When I joined ServiceNow last year as a knowledge management specialist in Hyderabad, it came with an interesting arrangement: My manager, Lynda King, works 8,300 miles away as a remote employee in Nebraska.
But this long-distance work relationship has turned into a very personal connection, thanks to a nonprofit organization I discovered through Lynda. It’s also strengthened the bonds I have with colleagues, who care deeply about supporting great causes.
Soon after I started, Lynda mentioned an India-based charity she has supported for a long time called Maher. For over 20 years, Maher has been supporting destitute women, men and children across India—providing food, water and clothes and other services to help people become healthier and more self-reliant.
Lynda suggested I should go see the group’s founder, Sister Lucy Kurien, speak at one of her talks in Hyderabad. I’ll admit I was a bit skeptical at first—I had seen other charities in the past that had taken money and fled rather than following through on promises. But I kept an open mind and decided to go.
I was really moved by the work Sister Lucy talked about. One Maher project, called Pragati (for progress), offers health education to rural villages.
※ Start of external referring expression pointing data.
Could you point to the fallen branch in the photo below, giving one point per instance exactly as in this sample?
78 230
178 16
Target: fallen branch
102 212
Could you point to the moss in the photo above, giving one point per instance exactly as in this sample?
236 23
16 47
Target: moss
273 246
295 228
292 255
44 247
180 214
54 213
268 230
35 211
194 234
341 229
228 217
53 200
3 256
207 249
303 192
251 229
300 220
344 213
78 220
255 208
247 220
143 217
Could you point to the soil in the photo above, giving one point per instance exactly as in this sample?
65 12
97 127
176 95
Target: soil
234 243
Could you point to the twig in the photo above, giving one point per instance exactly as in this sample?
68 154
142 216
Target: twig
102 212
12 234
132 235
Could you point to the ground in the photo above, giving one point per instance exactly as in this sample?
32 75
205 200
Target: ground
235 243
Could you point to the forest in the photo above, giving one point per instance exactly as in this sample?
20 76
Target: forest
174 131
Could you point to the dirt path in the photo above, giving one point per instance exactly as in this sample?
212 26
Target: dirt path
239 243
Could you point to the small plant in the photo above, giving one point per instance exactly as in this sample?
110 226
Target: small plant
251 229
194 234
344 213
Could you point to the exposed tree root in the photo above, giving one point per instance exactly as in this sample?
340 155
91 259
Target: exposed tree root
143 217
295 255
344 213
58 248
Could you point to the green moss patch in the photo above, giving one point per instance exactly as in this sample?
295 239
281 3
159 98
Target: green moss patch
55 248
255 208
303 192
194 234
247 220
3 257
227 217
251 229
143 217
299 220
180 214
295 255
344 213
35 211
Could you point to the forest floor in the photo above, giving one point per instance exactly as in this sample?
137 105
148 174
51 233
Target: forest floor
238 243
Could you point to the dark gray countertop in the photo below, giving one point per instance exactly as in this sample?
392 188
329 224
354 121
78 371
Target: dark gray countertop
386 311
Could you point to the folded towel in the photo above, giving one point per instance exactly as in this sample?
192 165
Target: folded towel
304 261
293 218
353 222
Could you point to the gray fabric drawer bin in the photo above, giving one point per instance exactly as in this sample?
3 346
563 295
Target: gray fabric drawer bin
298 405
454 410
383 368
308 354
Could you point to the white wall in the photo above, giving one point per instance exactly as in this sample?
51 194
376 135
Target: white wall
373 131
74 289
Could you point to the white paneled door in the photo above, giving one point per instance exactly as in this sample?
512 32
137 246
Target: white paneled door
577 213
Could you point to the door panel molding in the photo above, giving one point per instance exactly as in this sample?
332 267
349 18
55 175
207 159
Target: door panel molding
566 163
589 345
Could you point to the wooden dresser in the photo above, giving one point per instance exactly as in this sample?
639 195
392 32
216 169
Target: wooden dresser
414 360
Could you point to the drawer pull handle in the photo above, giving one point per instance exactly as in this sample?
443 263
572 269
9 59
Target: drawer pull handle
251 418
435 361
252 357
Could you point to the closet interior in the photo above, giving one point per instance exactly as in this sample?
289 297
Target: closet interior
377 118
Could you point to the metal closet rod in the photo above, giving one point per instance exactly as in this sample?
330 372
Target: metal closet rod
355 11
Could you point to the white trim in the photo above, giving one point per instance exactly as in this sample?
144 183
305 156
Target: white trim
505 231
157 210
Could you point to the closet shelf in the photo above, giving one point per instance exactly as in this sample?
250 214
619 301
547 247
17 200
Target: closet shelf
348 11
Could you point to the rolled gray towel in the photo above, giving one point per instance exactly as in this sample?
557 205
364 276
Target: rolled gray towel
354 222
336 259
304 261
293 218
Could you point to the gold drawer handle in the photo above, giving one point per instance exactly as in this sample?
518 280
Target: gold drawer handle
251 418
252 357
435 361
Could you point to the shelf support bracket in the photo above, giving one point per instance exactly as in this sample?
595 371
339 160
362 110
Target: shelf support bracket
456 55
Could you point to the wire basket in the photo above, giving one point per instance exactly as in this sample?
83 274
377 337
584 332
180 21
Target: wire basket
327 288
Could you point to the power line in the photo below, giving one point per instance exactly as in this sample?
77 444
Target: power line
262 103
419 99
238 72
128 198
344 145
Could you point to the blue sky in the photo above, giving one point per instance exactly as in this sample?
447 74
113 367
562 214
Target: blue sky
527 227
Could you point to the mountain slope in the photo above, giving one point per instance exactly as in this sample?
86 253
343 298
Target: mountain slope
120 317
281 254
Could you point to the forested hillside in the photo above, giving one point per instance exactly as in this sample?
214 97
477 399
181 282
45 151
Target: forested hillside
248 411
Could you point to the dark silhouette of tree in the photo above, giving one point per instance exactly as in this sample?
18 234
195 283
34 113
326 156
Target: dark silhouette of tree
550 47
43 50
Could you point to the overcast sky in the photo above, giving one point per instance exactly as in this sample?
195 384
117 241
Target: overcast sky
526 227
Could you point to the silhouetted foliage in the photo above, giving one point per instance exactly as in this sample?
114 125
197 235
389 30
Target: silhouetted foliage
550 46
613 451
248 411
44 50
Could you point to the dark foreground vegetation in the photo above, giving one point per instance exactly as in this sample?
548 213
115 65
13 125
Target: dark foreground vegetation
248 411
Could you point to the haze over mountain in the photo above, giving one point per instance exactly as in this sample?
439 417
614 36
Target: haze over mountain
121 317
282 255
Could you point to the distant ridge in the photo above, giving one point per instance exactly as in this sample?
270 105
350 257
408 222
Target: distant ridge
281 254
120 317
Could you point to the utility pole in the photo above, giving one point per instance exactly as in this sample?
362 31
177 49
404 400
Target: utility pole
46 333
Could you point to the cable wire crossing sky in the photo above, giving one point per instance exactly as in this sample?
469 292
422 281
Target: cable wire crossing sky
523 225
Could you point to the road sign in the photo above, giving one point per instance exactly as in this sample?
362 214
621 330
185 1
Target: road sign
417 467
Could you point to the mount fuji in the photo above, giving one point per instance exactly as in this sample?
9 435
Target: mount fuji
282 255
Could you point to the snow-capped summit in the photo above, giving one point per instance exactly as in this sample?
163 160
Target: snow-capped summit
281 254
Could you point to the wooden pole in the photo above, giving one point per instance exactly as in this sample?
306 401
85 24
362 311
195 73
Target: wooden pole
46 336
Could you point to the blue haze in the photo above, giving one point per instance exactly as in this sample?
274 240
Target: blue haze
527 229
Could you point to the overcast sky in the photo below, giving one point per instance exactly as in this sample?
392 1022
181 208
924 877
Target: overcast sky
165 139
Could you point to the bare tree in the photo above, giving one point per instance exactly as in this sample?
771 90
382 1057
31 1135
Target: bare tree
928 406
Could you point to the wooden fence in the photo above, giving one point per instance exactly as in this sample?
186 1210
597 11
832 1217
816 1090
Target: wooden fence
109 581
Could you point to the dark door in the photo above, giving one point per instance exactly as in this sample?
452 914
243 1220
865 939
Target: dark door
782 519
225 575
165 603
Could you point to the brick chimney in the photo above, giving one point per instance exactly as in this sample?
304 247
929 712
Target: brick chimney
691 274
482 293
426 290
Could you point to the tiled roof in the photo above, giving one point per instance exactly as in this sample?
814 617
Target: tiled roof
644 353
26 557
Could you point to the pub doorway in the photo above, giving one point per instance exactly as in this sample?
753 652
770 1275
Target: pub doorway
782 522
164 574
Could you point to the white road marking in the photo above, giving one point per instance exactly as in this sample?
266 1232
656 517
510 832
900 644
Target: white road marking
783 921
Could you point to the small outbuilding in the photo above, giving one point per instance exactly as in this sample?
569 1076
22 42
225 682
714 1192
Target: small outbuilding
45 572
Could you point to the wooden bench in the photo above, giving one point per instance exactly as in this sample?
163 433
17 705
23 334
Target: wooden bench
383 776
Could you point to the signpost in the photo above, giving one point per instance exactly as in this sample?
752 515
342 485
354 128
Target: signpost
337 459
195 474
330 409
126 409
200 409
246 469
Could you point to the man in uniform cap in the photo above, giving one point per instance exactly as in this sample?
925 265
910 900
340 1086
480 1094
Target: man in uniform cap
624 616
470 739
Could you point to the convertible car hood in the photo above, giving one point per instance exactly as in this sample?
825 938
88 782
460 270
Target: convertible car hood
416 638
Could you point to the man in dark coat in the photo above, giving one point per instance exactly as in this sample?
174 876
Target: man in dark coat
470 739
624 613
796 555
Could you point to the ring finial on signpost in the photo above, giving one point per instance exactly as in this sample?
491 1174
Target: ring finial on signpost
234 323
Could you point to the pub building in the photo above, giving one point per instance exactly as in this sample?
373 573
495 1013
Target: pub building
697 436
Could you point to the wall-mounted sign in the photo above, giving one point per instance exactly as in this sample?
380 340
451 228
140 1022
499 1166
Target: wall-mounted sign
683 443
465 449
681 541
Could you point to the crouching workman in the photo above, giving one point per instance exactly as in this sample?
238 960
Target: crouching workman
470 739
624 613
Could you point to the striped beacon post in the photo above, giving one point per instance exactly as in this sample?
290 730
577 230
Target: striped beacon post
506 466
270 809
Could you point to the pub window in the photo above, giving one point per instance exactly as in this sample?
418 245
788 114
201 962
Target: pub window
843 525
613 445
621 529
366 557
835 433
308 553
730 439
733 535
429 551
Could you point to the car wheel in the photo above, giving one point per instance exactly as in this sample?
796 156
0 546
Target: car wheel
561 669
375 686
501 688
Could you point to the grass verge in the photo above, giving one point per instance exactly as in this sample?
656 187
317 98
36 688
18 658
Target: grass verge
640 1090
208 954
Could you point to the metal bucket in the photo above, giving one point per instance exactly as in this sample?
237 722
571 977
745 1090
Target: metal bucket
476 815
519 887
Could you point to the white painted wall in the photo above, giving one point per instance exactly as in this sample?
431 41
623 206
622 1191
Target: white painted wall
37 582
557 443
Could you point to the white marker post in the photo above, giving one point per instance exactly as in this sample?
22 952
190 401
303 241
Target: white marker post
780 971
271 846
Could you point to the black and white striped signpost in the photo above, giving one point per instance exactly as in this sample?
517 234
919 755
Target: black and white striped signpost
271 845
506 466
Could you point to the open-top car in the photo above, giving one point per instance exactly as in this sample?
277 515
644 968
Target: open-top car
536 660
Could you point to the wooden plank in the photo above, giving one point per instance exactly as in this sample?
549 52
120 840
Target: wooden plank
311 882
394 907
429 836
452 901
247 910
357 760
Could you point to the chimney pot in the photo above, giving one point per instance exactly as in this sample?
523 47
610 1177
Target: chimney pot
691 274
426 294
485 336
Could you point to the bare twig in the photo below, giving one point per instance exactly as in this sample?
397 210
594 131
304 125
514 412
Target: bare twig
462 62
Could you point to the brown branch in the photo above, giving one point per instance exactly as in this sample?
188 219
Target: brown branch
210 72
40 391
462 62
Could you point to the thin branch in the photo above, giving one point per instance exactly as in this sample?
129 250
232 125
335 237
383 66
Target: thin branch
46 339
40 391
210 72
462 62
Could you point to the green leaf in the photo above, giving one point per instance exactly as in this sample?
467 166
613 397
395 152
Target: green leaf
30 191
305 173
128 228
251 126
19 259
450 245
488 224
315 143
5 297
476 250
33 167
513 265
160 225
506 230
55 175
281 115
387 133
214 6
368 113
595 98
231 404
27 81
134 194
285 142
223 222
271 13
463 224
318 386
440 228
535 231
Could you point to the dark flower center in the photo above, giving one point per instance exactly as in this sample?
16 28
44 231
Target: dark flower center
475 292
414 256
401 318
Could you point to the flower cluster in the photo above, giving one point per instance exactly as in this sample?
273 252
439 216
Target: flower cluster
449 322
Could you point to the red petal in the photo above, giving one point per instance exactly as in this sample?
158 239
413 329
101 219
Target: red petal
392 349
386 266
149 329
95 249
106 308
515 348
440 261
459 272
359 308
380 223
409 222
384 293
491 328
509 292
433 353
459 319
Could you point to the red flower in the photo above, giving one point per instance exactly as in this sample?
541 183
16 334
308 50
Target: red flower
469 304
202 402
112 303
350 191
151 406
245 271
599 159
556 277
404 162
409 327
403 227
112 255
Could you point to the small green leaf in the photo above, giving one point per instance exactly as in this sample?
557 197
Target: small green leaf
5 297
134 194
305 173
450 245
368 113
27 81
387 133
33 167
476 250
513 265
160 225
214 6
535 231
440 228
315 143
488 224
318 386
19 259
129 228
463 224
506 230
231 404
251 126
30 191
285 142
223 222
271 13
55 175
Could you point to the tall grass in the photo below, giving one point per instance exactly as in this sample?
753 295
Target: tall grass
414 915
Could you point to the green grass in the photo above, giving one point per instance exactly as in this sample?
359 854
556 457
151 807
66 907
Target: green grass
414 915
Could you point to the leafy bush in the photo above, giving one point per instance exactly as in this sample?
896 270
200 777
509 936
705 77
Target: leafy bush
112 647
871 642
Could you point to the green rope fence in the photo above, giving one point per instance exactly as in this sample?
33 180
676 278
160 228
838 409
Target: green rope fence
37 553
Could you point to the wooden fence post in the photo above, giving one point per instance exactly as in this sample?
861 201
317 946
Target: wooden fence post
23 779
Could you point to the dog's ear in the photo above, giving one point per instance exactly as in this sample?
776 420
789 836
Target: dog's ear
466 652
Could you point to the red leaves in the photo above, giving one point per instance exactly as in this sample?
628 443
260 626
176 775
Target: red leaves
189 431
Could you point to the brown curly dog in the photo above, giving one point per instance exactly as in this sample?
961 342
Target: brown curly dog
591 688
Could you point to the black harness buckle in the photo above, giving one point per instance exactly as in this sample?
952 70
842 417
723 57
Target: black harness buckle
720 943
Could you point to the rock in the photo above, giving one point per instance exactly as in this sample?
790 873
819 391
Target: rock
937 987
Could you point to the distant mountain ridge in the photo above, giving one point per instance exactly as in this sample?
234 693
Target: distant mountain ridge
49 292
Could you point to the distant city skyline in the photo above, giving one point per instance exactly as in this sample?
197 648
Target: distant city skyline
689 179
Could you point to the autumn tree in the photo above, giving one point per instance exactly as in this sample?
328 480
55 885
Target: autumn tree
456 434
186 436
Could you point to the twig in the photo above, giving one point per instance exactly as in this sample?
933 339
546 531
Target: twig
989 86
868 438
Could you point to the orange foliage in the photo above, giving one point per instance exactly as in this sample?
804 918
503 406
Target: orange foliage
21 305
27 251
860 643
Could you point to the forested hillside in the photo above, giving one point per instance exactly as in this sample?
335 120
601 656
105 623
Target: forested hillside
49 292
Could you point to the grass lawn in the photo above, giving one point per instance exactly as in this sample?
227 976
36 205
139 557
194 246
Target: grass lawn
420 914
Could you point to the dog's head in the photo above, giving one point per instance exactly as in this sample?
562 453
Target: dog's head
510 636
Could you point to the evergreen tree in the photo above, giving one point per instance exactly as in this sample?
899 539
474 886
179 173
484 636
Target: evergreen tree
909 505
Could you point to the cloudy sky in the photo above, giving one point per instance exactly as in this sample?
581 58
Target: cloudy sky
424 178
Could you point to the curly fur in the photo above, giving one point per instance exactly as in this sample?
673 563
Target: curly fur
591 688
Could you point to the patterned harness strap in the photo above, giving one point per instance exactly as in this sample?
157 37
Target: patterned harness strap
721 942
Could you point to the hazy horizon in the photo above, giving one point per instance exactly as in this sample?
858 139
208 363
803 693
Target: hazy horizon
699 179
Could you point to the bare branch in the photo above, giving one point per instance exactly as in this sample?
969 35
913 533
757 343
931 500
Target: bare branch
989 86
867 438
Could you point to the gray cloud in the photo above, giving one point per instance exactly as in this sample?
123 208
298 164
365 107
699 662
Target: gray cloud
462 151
Through role-playing skits and an on-site person providing information, Pragati teaches village residents about family planning, child care, and gender bias. Another program provides skills training to help young people land good jobs.
My family wouldn’t say I’m a very emotional person, but I was so inspired by the work Sister Lucy is doing that I went to tell her so after her talk. We hugged, and tears started flowing.